Ideally, wallet maintenance may take up to a couple of hours. This is, however, mentioned before on the website so that users can plan their trades accordingly. During wallet maintenance, there deposits or withdrawals may be unavailable to ensure that funds are not lost. Users will also need to take into account the exact time that the wallet maintenance may take place. This is because a withdrawal request that was placed at the same time as the start of the maintenance may also get rejected.
Solution. Lookout for any messages or announcements on the Coinbase Status page before planning their withdrawals. It may also be an excellent idea to follow several social media platforms that Coinbase has accounts on. The exchange usually adds any information regarding a potential wallet upgrade and related details on these platforms.

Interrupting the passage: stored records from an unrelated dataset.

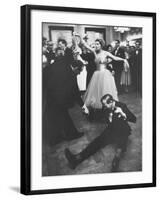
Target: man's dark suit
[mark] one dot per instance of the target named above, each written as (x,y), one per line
(118,66)
(61,93)
(90,67)
(116,132)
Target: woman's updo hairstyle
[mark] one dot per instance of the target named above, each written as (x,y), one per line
(101,41)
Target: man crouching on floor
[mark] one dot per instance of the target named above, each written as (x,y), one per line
(117,116)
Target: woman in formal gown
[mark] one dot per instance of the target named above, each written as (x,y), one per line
(102,81)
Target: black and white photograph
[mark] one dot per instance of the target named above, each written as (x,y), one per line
(87,99)
(92,99)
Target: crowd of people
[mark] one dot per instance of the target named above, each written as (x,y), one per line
(109,73)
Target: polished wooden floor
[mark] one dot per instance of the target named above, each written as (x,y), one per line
(55,163)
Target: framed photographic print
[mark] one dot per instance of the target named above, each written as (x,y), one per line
(88,99)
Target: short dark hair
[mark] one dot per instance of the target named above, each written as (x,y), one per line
(77,63)
(101,41)
(110,98)
(108,46)
(63,41)
(117,41)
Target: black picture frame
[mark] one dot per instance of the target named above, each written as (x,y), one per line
(26,98)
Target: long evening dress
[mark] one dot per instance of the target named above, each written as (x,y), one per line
(101,83)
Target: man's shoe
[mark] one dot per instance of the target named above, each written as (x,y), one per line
(73,162)
(115,165)
(75,136)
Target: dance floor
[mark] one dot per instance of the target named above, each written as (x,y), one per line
(55,163)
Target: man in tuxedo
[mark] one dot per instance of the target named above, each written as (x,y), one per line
(118,65)
(138,68)
(61,94)
(116,132)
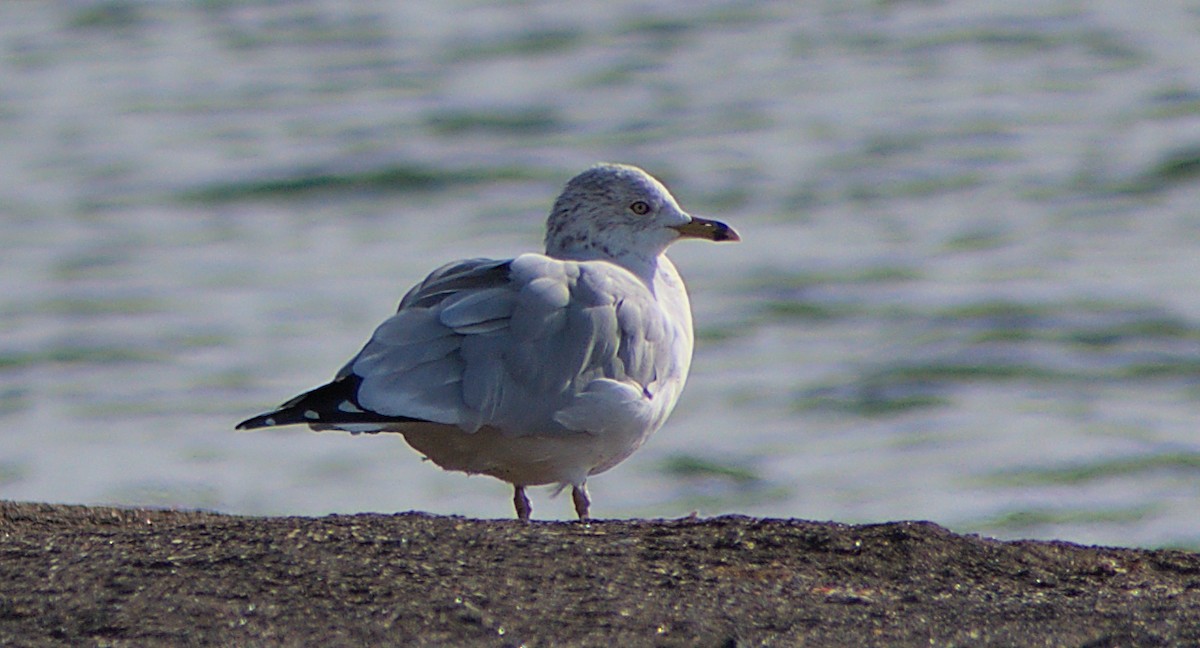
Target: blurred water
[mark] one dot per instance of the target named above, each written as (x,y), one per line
(967,289)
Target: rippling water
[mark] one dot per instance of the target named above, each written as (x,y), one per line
(967,289)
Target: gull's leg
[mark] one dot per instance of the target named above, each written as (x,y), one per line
(521,503)
(580,496)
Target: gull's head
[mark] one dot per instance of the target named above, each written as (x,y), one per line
(618,211)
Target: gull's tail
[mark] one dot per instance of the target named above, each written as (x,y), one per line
(331,406)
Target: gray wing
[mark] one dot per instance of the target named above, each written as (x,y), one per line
(528,346)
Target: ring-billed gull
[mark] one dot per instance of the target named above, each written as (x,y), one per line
(545,369)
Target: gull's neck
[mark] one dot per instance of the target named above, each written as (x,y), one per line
(645,265)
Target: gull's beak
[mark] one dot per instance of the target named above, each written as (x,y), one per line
(705,228)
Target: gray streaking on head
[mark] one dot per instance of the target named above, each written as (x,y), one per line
(545,369)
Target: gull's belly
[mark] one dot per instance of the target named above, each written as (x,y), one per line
(529,460)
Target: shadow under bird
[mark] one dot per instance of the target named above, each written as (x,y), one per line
(544,369)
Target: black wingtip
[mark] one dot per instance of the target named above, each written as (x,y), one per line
(262,420)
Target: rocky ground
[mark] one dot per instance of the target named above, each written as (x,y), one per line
(78,576)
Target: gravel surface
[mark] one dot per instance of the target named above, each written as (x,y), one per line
(79,576)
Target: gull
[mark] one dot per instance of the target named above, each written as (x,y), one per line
(543,369)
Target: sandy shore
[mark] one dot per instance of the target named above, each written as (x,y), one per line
(77,576)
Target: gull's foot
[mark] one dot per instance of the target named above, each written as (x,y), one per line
(580,496)
(521,503)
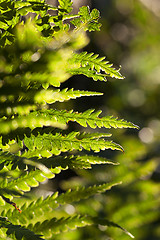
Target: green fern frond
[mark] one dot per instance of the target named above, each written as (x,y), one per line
(64,224)
(87,20)
(26,181)
(65,6)
(89,117)
(83,193)
(90,63)
(12,162)
(75,162)
(55,144)
(16,232)
(36,208)
(52,96)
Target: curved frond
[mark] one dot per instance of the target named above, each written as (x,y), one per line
(59,119)
(87,20)
(55,144)
(52,96)
(64,224)
(90,63)
(25,181)
(36,208)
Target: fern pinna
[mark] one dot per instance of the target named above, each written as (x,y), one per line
(40,49)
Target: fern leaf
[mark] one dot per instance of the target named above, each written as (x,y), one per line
(11,162)
(74,162)
(36,208)
(16,231)
(64,224)
(52,96)
(83,193)
(55,144)
(26,181)
(89,117)
(60,118)
(92,63)
(87,20)
(65,6)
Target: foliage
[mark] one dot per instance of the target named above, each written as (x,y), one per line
(39,51)
(137,50)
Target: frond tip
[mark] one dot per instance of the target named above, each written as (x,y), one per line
(92,65)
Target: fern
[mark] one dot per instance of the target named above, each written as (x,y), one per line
(36,142)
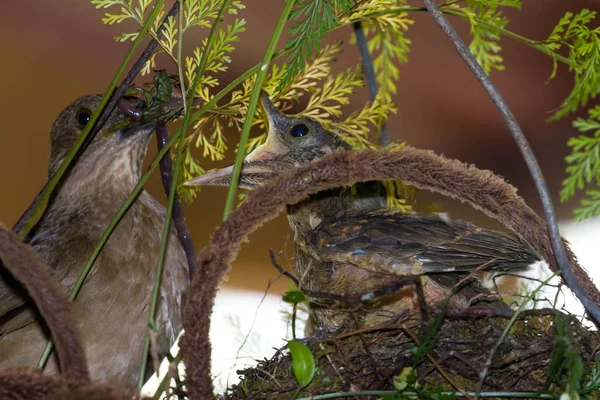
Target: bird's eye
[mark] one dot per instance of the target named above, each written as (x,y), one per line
(83,117)
(299,130)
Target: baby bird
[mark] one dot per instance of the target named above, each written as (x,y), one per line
(111,310)
(343,249)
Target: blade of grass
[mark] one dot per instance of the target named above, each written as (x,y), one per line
(81,139)
(71,155)
(173,190)
(260,77)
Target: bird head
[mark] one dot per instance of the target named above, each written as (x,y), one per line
(114,156)
(291,142)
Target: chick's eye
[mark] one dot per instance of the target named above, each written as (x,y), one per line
(83,117)
(299,130)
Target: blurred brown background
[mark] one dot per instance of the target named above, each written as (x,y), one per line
(54,52)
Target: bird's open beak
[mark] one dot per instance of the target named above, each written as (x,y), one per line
(257,167)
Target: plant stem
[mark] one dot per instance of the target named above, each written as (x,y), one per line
(509,325)
(45,196)
(63,167)
(173,190)
(457,13)
(561,258)
(260,77)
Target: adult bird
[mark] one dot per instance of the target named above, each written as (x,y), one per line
(344,249)
(111,310)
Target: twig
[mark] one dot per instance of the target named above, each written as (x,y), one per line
(180,135)
(437,366)
(281,270)
(55,180)
(166,173)
(534,168)
(523,395)
(256,88)
(110,105)
(363,48)
(509,325)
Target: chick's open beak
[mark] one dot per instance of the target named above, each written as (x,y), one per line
(258,166)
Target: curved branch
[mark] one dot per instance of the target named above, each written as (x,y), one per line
(423,169)
(559,251)
(51,301)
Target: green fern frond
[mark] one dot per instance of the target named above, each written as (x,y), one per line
(487,21)
(355,129)
(387,41)
(584,161)
(316,19)
(574,32)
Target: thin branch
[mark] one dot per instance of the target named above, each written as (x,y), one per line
(256,88)
(534,168)
(437,366)
(166,173)
(488,362)
(54,181)
(180,135)
(25,222)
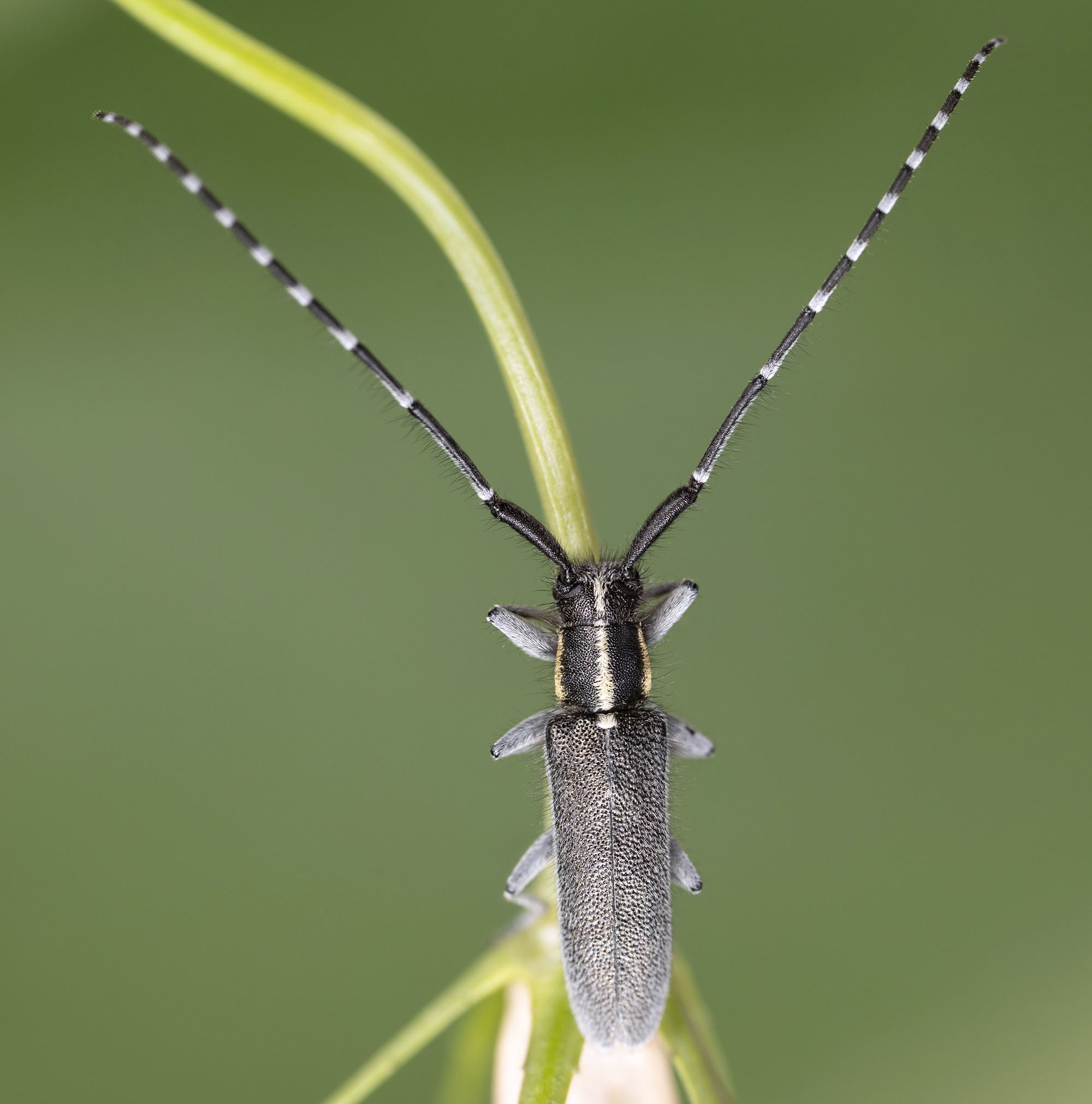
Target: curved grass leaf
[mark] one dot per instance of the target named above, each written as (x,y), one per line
(383,148)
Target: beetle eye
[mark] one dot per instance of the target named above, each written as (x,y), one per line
(563,589)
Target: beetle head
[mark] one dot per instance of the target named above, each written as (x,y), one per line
(598,593)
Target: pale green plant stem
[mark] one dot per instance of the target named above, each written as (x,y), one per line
(383,148)
(531,954)
(688,1030)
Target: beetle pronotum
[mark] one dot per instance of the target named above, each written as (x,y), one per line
(607,744)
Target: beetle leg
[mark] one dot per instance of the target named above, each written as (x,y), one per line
(526,631)
(533,863)
(682,870)
(675,602)
(686,741)
(524,737)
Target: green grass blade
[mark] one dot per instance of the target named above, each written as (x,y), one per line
(372,140)
(468,1076)
(688,1030)
(490,973)
(556,1042)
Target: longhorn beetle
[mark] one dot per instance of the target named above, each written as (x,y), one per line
(607,743)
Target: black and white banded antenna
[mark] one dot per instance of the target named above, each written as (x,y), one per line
(516,517)
(681,499)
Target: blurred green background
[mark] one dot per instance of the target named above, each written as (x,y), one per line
(250,823)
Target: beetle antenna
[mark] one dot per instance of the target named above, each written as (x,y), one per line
(681,499)
(514,516)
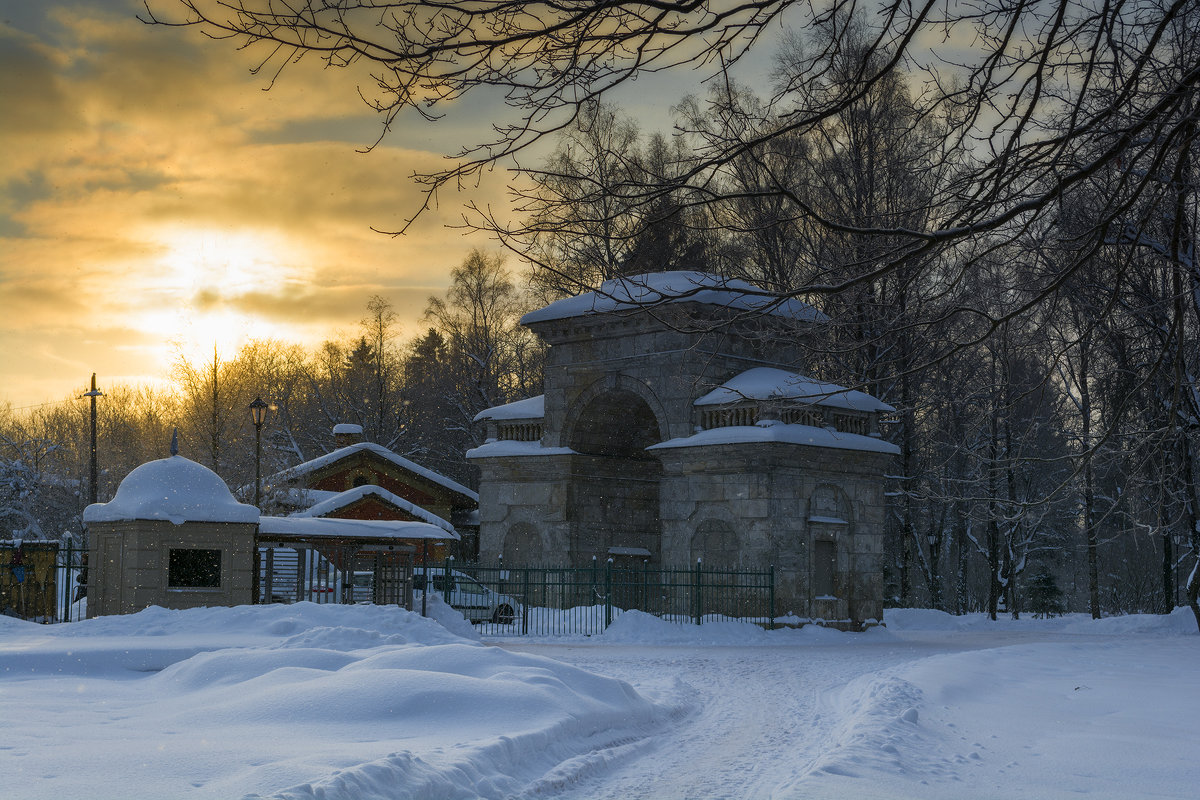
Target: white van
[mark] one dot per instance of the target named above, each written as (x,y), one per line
(477,602)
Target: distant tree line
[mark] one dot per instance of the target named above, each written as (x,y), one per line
(995,202)
(415,396)
(1044,371)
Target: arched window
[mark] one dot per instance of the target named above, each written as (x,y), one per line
(522,546)
(715,542)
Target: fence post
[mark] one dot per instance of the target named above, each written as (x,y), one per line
(771,595)
(607,594)
(525,601)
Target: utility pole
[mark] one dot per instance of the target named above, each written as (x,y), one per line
(94,473)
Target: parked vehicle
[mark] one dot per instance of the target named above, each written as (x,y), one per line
(477,602)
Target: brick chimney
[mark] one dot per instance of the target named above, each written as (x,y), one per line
(346,434)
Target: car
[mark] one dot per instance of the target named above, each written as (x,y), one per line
(477,602)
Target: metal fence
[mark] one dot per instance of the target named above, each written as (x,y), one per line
(43,581)
(46,582)
(585,601)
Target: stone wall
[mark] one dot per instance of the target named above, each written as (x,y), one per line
(130,565)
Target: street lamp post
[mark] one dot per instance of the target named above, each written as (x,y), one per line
(94,470)
(258,414)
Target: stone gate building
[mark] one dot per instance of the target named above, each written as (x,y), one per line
(673,428)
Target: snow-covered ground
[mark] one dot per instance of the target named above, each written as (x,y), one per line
(365,703)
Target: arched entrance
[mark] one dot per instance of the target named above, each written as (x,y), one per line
(613,505)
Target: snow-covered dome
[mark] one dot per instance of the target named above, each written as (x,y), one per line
(175,489)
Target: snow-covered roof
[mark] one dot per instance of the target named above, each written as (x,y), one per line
(768,383)
(342,499)
(778,432)
(658,288)
(531,408)
(335,528)
(175,489)
(383,452)
(508,447)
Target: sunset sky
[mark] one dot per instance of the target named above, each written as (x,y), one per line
(157,202)
(156,199)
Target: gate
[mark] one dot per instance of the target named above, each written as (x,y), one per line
(42,581)
(585,601)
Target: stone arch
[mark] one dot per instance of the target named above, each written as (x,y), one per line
(613,495)
(522,545)
(829,530)
(613,385)
(715,542)
(829,501)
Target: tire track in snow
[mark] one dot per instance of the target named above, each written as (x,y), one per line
(756,729)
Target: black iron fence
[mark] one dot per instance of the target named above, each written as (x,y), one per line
(46,582)
(43,581)
(585,601)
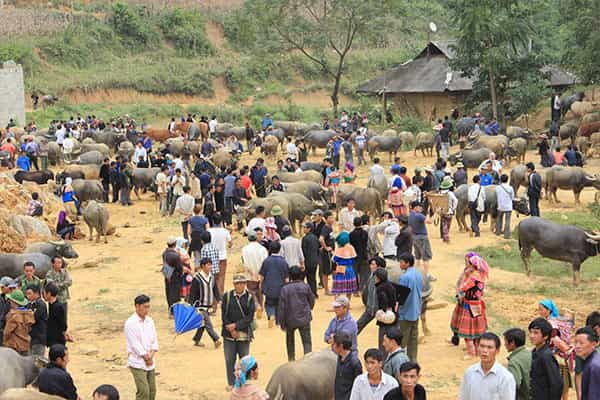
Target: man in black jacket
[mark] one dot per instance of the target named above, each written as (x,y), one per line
(54,379)
(237,314)
(40,313)
(534,189)
(546,382)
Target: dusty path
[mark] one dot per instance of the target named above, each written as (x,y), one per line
(103,296)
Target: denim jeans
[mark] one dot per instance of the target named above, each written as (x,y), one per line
(234,349)
(291,342)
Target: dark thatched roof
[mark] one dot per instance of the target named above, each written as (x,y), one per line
(429,72)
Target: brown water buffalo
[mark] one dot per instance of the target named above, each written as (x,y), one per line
(569,178)
(368,200)
(310,378)
(389,144)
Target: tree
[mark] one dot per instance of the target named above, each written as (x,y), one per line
(324,31)
(493,37)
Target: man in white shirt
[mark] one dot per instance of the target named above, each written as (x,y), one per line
(487,379)
(185,208)
(142,345)
(348,214)
(373,384)
(505,196)
(476,202)
(221,238)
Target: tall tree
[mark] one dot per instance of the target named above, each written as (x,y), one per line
(493,38)
(324,31)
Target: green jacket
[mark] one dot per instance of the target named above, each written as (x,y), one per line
(519,364)
(63,280)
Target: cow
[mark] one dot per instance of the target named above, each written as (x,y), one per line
(39,177)
(95,216)
(310,378)
(17,371)
(566,243)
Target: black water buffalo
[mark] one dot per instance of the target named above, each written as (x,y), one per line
(39,177)
(16,371)
(491,206)
(566,243)
(310,378)
(12,264)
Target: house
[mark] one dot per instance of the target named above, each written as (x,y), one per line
(428,87)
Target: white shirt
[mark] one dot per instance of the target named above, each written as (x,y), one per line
(256,222)
(472,196)
(140,335)
(362,390)
(498,384)
(505,195)
(253,255)
(219,237)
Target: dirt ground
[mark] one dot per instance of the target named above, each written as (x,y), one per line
(102,299)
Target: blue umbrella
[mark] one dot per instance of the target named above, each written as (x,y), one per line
(186,318)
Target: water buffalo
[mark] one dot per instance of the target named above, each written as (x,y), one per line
(517,148)
(87,189)
(310,190)
(424,141)
(368,200)
(12,264)
(288,177)
(566,243)
(491,206)
(52,249)
(573,178)
(470,158)
(39,177)
(16,371)
(95,216)
(143,178)
(389,144)
(93,157)
(310,378)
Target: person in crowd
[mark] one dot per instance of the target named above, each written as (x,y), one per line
(373,384)
(487,379)
(54,378)
(274,274)
(409,388)
(40,313)
(204,294)
(469,320)
(253,256)
(396,355)
(244,390)
(57,329)
(173,272)
(294,311)
(291,248)
(409,312)
(519,360)
(237,314)
(18,323)
(105,392)
(344,277)
(342,321)
(546,380)
(221,239)
(586,346)
(142,346)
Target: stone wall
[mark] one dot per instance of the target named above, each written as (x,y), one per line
(12,93)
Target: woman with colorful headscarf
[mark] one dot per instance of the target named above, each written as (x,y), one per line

Reason 6: Incorrect wallet address
A study by Chainalysis stated that over 20% of Bitcoins are lost forever due to them being sent to the wrong or non-existing wallets. This is a common mistake that may happen to beginners or professional investors alike. If a particular blockchain network is selected that does not match the address mentioned, then Coinbase will prompt the user to make the correction. However, in case of a completely wrong wallet address, the funds will not get credited to the recipient's wallet or exchange account. In this case, it can be very difficult to recover lost crypto sent to the wrong address.
Solution. The best solution is to recheck the wallet address of the intended recipient. There may also be a memo requirement in some cryptocurrency withdrawals. Ensure that every detail provided is correct and try withdrawing. It is best to scan the QR code or copy it to the clipboard to avoid typing mistakes.
Reason 7: Blockchain network is busy
This is a common reason for Coinbase withdrawals getting rejected. A blockchain getting congested is usually caused due to an immense number of transactions being carried out on the respective network. For example, the Bitcoin network is one of the most popular and widely used networks in the crypto space. Sometimes, there may be a huge number of transactions on the platform which would not leave space for any new transactions to take place for a certain period. This is a common reason for Bitcoin transactions to become stuck and unconfirmed until the network traffic is cleared.
Thus, it may be possible that while withdrawing funds, one may come across a congested network prompt. This is not desirable, since several users prefer specific networks while sending their crypto due to lesser fees or quicker transaction time. But a congested network will leave Coinbase with no choice but to reject the withdrawal.
Solution. An alternate option is to send the transaction over a different blockchain network. Although, if the user wishes to carry out the transaction through a specific network only, then it can be done; provided they wait for a short span of time or till the congestion clears up.
Reason 8: Trusted address book protection
There is a huge variety of features on the Coinbase exchange to personalize or make navigation easier. One of the many features available on the platform is Trusted Address Book Protection. In this, users are only allowed to withdraw funds to wallets that are already fed to the exchange. If this feature is turned on, then a Coinbase withdrawal request for a different destination may be rejected.
Solution. The solution to avoid this is to turn off the Trusted Address Book Protection feature or simply add the new recipient details and save it on the Address Book.
While Coinbase is a highly popular CEX, users may come across several issues while withdrawing funds, It is ideal to learn the major reasons that cause this act in order to conduct a smooth transaction. Otherwise, if problems persist you can always move to an alternative to Coinbase.